Bug #86078 Bad Write Set tracking with UNIQUE KEY on a DELETE followed by an INSERT.
Submitted: 25 Apr 2017 19:14 Modified: 12 Apr 7:51
Reporter: Jean-François Gagné Email Updates:
Status: Closed Impact on me:
None 
Category:MySQL Server: Replication Severity:S2 (Serious)
Version:8.0.1 OS:Any
Assigned to: CPU Architecture:Any

[25 Apr 2017 19:14] Jean-François Gagné
Description:
Hi,

I found an example of bad Write Set tracking on a UNIQUE KEY with DELETE followed by an INSERT.  With table my_table below, if we have transaction t1 that deletes a row followed by t2 inserting a new row on different primary key (auto_increment) but that have the same unique key, I get below binlog extract.

CREATE TABLE `my_table` (
  `a` int(10) unsigned NOT NULL AUTO_INCREMENT,
  `b` int(10) unsigned,
  `c` int(10) unsigned,
  `d` varchar(80),
  `e` varchar(10),
  `f` timestamp,
  `g` timestamp,
  `h` binary(16),
  PRIMARY KEY (`a`),
  UNIQUE KEY `k1` (`b`,`c`,`d`),
  KEY `k2` (`h`)
) ENGINE=InnoDB DEFAULT CHARSET=latin1

#170415 23:49:04 ... last_committed=113398 sequence_number=113432 ...
#170415 23:49:04 ... last_committed=113398 sequence_number=113433 ...

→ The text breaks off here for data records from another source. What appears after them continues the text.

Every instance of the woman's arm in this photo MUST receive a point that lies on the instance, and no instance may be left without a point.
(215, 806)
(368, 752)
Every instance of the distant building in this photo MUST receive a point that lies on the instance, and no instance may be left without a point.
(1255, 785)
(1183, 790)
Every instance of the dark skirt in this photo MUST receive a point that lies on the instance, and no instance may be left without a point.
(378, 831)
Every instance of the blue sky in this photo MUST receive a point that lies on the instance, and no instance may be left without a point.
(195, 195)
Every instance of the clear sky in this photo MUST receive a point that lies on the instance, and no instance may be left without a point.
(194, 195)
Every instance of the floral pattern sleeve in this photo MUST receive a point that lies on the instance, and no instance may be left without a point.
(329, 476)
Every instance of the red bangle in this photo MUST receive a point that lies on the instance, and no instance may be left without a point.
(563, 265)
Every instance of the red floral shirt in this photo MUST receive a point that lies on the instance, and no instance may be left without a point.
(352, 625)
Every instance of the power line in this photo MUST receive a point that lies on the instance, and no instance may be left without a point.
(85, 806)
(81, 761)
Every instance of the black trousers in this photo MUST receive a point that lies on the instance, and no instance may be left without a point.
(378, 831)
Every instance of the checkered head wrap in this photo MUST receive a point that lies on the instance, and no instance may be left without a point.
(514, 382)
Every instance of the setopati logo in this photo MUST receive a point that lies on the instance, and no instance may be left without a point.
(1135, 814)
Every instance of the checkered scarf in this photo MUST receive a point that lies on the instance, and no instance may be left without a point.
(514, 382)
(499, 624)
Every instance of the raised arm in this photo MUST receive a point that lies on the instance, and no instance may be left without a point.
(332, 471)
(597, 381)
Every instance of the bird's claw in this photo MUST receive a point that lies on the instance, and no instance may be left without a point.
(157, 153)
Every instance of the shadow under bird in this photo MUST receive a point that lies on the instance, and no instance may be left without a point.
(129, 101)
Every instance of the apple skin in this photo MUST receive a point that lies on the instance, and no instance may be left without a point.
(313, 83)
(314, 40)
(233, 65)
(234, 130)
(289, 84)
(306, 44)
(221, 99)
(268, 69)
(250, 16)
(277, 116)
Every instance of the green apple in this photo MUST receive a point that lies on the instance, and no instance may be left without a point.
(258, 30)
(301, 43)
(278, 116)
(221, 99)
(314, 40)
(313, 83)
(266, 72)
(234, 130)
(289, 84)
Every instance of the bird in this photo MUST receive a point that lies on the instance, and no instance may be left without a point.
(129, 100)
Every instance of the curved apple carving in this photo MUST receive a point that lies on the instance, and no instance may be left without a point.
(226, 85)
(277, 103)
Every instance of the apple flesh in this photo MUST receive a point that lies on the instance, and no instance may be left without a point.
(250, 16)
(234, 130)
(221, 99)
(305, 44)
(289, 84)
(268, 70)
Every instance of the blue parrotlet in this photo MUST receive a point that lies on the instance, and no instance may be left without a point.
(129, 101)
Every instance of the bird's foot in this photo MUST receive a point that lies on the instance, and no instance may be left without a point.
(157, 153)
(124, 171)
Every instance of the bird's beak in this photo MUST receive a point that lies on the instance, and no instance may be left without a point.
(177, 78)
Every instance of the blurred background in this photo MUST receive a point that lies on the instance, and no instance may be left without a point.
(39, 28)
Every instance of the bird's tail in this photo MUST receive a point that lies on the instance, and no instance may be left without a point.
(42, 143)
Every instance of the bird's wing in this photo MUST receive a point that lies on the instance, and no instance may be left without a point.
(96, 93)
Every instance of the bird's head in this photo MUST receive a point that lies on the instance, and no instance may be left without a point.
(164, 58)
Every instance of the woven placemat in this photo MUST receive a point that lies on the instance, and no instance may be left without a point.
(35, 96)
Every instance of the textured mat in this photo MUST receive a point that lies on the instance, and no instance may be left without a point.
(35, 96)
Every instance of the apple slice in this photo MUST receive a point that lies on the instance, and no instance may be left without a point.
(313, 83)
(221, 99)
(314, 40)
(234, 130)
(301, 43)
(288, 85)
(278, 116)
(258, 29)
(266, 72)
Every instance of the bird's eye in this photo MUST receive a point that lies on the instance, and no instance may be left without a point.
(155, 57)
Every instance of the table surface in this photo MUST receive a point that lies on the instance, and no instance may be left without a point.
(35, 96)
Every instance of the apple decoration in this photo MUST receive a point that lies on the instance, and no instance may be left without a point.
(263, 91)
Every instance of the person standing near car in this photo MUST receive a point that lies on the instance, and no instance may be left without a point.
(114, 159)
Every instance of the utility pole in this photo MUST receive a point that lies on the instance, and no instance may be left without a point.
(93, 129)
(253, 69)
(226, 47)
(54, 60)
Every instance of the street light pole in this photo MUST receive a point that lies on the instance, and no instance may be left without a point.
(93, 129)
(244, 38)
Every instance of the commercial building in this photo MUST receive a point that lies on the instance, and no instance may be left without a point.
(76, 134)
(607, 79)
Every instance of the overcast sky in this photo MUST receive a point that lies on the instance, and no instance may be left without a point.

Transaction with sequence_number=113433 (t2 which is an INSERT) should have last_committed=113432 (t1 which is the DELETE) but its last_committed is something else instead (113398).  This leads both transactions to be executed in parallel on slaves, where the INSERT might fail if it runs just before the DELETE.  When this happens, I get the following in SHOW SLAVE STATUS and in performance_schema.replication_applier_status_by_worker:

Last_Error: Coordinator stopped because there were error(s) in the worker(s). The most recent failure being: Worker 9 failed executing transaction 'ANONYMOUS' at master log binlog.001124, end_log_pos 49846970. See error log and/or performance_schema.replication_applier_status_by_worker table for more details about this failure or others, if any.

LAST_ERROR_MESSAGE: Worker 9 failed executing transaction 'ANONYMOUS' at master log binlog.001124, end_log_pos 49846970; Could not execute Write_rows event on table xxx.my_table; Duplicate entry 'i-j-str' for key 'k1', Error_code: 1062; handler error HA_ERR_FOUND_DUPP_KEY; the event's master log binlog.001124, end_log_pos 49846970

I had this case of bad interval generation many times and I am able to reproduce in production, but I am not able to reproduce on a test instance yet.  The clue I have so far is that the (wrong) last_committed of the INSERT (t2) is pointing to a DDL.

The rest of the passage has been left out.